Изучила она и некоторые его манеры. Мужчинам он всегда кивал, здороваясь с ними по утрам, ей — никогда. Если слушал что-либо очень внимательно, прикладывал указательный палец к верхней губе. Когда рассказывал что-то смешное, зачастую дергал себя за мочку уха. Без особых затруднений употреблял салфетку, в то время как иные мужчины пользовались с той же целью своими манжетами.
За другими, кто жил в пансионе миссис Раундтри, Сара почти не замечала, к некоторому ее смущению, всех этих мелочей…
Ноа Кемпбелл, в свою очередь, тоже многое узнал о Cape.
В ее одежде преобладали коричневые тона — таких цветов и оттенков были у нее юбки, блузки и жакеты; часы висели всегда на груди немного слева. Белье она относила в стирку по утрам в понедельник, а приносила обратно во вторник к вечеру. Во всем бывала предельно пунктуальна и аккуратна; из своей комнаты появлялась к завтраку с боем часов, ровно в половине восьмого, на ужин — ровно в шесть.
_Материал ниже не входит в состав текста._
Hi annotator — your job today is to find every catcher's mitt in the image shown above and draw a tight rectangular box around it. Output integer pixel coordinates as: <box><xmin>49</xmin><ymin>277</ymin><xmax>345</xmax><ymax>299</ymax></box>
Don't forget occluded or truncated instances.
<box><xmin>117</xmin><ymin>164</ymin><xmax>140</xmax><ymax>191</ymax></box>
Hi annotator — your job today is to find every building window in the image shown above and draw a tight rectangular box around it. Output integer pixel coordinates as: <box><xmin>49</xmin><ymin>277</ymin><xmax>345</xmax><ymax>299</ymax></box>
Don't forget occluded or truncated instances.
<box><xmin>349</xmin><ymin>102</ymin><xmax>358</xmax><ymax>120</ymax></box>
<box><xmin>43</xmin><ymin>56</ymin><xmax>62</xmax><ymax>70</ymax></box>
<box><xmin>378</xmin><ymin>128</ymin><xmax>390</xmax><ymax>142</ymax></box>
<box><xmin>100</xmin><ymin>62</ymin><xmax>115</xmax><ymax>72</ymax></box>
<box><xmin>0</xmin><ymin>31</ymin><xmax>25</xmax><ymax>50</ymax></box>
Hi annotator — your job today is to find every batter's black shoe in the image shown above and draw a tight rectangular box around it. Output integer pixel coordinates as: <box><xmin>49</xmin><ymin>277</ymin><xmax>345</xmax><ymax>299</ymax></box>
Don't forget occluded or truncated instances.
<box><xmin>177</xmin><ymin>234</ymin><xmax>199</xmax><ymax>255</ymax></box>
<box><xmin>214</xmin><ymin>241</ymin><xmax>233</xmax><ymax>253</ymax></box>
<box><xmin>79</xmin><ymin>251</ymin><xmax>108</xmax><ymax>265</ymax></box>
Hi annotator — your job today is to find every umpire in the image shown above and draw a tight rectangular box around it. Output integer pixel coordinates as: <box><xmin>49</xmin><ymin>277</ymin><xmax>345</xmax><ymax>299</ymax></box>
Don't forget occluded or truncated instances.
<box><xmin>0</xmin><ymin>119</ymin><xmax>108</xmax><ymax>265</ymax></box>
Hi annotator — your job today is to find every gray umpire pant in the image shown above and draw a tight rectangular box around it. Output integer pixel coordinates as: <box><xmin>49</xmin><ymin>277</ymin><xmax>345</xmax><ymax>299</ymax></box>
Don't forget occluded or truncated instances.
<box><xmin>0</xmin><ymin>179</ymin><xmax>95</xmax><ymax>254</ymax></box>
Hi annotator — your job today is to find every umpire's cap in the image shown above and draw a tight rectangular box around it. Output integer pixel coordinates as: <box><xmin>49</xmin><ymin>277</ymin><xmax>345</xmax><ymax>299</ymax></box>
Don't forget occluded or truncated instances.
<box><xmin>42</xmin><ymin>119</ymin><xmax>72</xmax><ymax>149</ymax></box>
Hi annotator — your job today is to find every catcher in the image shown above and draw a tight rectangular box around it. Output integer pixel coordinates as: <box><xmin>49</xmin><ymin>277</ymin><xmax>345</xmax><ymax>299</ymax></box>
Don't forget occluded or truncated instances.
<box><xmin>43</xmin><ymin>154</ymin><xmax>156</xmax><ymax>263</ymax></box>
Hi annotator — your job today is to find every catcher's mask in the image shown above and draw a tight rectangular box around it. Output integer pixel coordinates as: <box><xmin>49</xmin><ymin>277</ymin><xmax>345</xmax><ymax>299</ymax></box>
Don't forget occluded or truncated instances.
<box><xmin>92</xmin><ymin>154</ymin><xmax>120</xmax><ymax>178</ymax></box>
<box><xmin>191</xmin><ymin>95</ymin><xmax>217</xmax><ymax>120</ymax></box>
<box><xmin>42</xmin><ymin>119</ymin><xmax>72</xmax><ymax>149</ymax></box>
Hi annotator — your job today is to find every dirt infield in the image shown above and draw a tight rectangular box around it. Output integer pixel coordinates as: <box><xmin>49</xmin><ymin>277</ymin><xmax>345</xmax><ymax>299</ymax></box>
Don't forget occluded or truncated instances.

Похоже было, что пища совсем ее не заботит — она ест только потому, что без этого нельзя и забывает о ней и обо всем остальном, как только мысли ее чем-то заняты. Он научился распознавать эти моменты, когда она вдруг переставала принимать участие в застольном разговоре, а взгляд ее сосредоточивался и застывал на большой сахарнице. В этих случаях бывало приходилось обращаться к ней дважды, прежде чем она сознавала, что говорят с ней, хотя вообще-то была достаточно внимательна ко всему происходящему и ничто не проходило мимо нее.